The MAPK-activated protein kinase 2 mediates gemcitabine sensitivity in pancreatic cancer cells

Abstract

Pancreatic carcinoma is the major clinical entity where the nucleoside analog gemcitabine is used for first-line therapy. Overcoming cellular resistance toward gemcitabine remains a major challenge in this context. This raises the need to identify factors that determine gemcitabine sensitivity in pancreatic carcinoma cells. We previously found the MAPK-activated protein kinase 2 (MK2), part of the p38/MK2 stress response pathway, to be required for DNA replication fork stalling when osteosarcoma-derived cells were treated with gemcitabine. As a consequence, inhibition or depletion of MK2 protects these cells from gemcitabine-induced death (Köpper, et al. Proc Natl Acad Sci USA 2013; 110:16856-61). Here, we addressed whether MK2 also determines the sensitivity of pancreatic cancer cells toward gemcitabine. We found that MK2 inhibition reduced the intensity of the DNA damage response and enhanced survival of the pancreatic cancer cell lines BxPC-3, MIA PaCa-2, and Panc-1, which display a moderate to strong sensitivity to gemcitabine. In contrast, MK2 inhibition only weakly attenuated the DNA damage response intensity and did not enhance long-term survival in the gemcitabine-resistant cell line PaTu 8902. Importantly, in BxPC-3 and MIA PaCa-2 cells, inhibition of MK2 also rescued increased H2AX phosphorylation caused by inhibition of the checkpoint kinase Chk1 in the presence of gemcitabine. These results indicate that MK2 mediates gemcitabine efficacy in pancreatic cancer cells that respond to the drug, suggesting that the p38/MK2 pathway represents a determinant of the efficacy by that gemcitabine counteracts pancreatic cancer.

Keywords: Chk1; DNA damage; MAPKAPK2; MK2; chemotherapy; gemcitabine; pancreatic carcinoma.

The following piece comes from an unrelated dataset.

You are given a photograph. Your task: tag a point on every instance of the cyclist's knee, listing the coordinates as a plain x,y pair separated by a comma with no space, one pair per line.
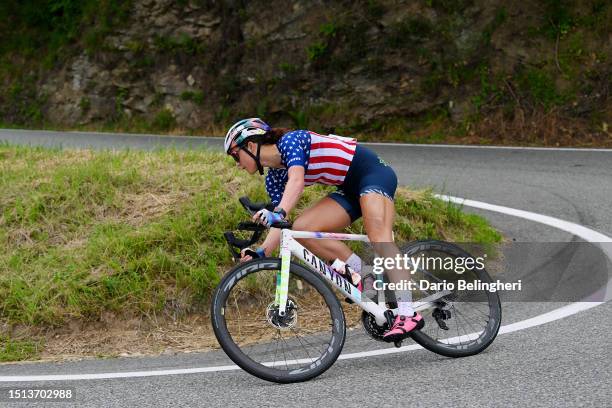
302,224
378,232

Figure 1. Effect of MK2 inhibition and depletion on gemcitabine-induced H2AX phosphorylation in pancreatic cancer cell lines. BxPC-3 (A), MIA PaCa-2 (B), Panc-1 (C), and PaTu 8902 cells (D) were treated with 100 nM gemcitabine and MK2 inhibitor or DMSO for 24 h. H2AX phosphorylation was analyzed by immunoblot. (E) Panc-1 cells were depleted of MK2 by siRNA-mediated knockdown. Forty-eight hours later, the cells were treated with 300 nM gemcitabine for 22 h or left untreated. The cells were fixed and stained for immunofluorescence analysis, and γH2AX fluorescence intensity was quantified. Mean ± SD from 3 technical replicates. (**P = 0.009).

Figure 2. Proliferation of pancreatic cancer cell lines upon treatment with gemcitabine and/or MK2 inhibitor. BxPC-3 (A), MIA PaCa-2 (B), Panc-1 (C), and PaTu 8902 (D) cells were treated with 100 nM gemcitabine and MK2 inhibitor or DMSO for 24 h on day 1. Then the drugs were washed out, and cell confluence was quantified by light microscopy and digital image analysis until day 18.

Figure 3. Gemcitabine-induced H2AX phosphorylation in dependence of MK2 and Chk1 inhibition in pancreatic cancer cell lines. BxPC-3 (A), MIA PaCa-2 (B), and PaTu 8902 (C) cells were treated with 100 nM gemcitabine and MK2 inhibitor, Chk1 inhibitor or both for 24 h. Then, H2AX phosphorylation was analyzed by immunoblot. “Relative γH2AX” indicates relative γH2AX intensities normalized to Hsc70 intensities. See Table S1 for raw data.